Miers then flunked her initial interviews with Judiciary Committee members.

She blundered by first telling former Judiciary Committee Chairman Sen. Arlen Specter of Pennsylvania, then a Republican, that she agreed with the 1965 Griswold v. Connecticut decision, which declared a right to privacy for married couples and was the cornerstone of the privacy rights later expanded in the 1973 Roe v. Wade abortion decision. Then she denied that she’d told Specter that.

Emerging from his interview with Miers, Sen. Charles Schumer, D-N.Y., portrayed her as utterly out of her depth, unready to give any views on fundamental Supreme Court precedents. “She is not a constitutional lawyer, she never purported to be a constitutional lawyer, but she clearly needs some time to learn about these cases,” Schumer said.

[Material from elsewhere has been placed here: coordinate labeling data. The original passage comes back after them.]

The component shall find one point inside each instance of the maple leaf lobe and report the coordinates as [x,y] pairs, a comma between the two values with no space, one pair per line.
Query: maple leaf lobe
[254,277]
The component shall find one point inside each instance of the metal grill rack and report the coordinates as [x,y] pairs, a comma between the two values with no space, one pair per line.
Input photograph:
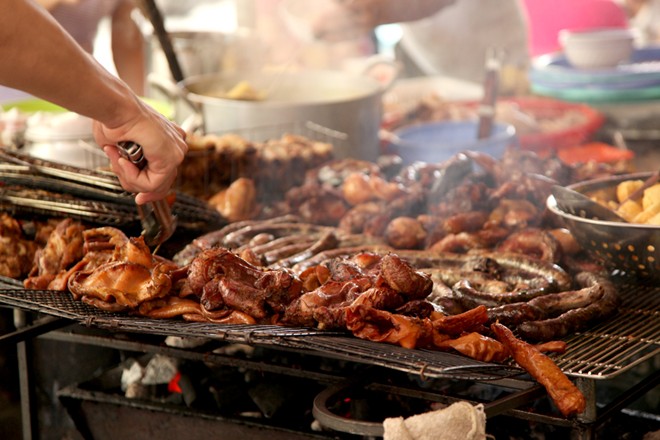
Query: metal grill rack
[602,352]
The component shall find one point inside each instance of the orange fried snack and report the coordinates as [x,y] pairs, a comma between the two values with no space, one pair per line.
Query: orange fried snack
[566,396]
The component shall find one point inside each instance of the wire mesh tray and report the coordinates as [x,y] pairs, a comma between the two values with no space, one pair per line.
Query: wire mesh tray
[419,362]
[602,352]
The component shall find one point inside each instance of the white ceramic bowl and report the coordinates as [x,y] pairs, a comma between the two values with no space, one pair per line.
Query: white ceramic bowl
[597,48]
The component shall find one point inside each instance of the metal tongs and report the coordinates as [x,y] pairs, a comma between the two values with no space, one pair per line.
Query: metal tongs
[158,223]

Such a fiasco isn’t likely to happen with Kagan, whom former Reagan administration solicitor general Charles Fried calls “a superb lawyer and an awesomely intelligent person.”

Given the record of non-judges such as Brandeis, Warren, and Jackson as influential justices, why has judicial experience become a favorite talking point for those opposed to a nominee, whether it is Miers or Kagan? 

“It’s easy, it’s convenient, and it appeals to the public,” explained Yalof. Serving as a judge has become “a check-the-box exercise.” But he pointedly asks, “What does judicial experience really mean? Is there a minimum amount?”

John Roberts, for instance, served as a federal appeals court judge for a little more than two years before becoming chief justice. Clarence Thomas served on the appeals court for only a year and a half before joining the high court.

Legislation to require that Supreme Court nominees have prior judicial experience has been introduced, but has never gained traction.

And that’s a good thing, argued Supreme Court historian Henry Abraham.

“To raise judicial experience to the level of either an express or an implied requirement would render a distinct disservice to the Supreme Court,” he said.

That’s because, Abraham said, the Supreme Court isn’t a trial court, but a tribunal that chooses which cases it will hear and rules on the broadest questions of public policy. The skills called for are those of a savvy negotiator and consensus builder, such as Earl Warren, or master of ringing rhetoric such as Robert Jackson.

Those who expect or demand that a Supreme Court nominee must have served some time as a judge “ignore the rich history of justices with no judicial experience,” Yalof said.

With his choice of Kagan, Obama has confidently broken from the “check the box” mentality and reverted to the tradition of Jackson, Brandeis and Douglas.